Born in London but raised in Gloucestershire, she studied English at Oxford University in the 1980s. Subsequently she did a PhD in continental philosophy at Essex and went into teaching – first in a secondary school and then as a lecturer in higher and further education.
But she soon felt the need to get out more. In 1998, an internship at the New Statesman and a summer teaching English in a Palestinian refugee camp set the course for a new career in journalism. Editorial jobs on public policy magazines followed, along with freelance contributions to publications including the Guardian and the Telegraph. She returned periodically to the Palestinian Territories and did a stint as Middle East communications manager for Christian Aid.
After a while, post-war Lebanon started to look like an attractively quiet place to research a book featuring the human stories of the Middle East. Paradise Divided explored the mix of social, political and religious forces that make up this complex country and led to appearances on BBC radio programmes such as From Our Own Correspondent and Excess Baggage.

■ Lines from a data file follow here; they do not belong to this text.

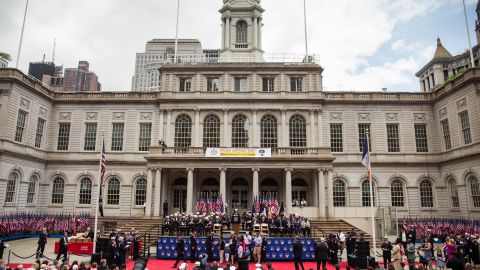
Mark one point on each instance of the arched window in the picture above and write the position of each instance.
(366, 193)
(211, 131)
(474, 190)
(297, 131)
(299, 189)
(85, 196)
(268, 132)
(58, 186)
(113, 191)
(339, 194)
(140, 191)
(397, 193)
(240, 131)
(426, 193)
(11, 187)
(242, 31)
(453, 192)
(32, 184)
(183, 131)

Back home, she decided to explore a hidden side of her native land. Her second book, The Secret Life of God, is a kind of spiritual investigation into twenty-first century Britain which chronicles how, in a secular age, people are finding new ways of believing and belonging.
As a writer of the kind of narrative non-fiction that can take years to produce, Alex sometimes uses the midform – a publication shorter than a book but longer than an article – to publish essays on a wider range of subjects, including her experience with foxes. She is currently working on a full-length book examining Europe through the lens of its lesser-known cities. She lives in Lisbon.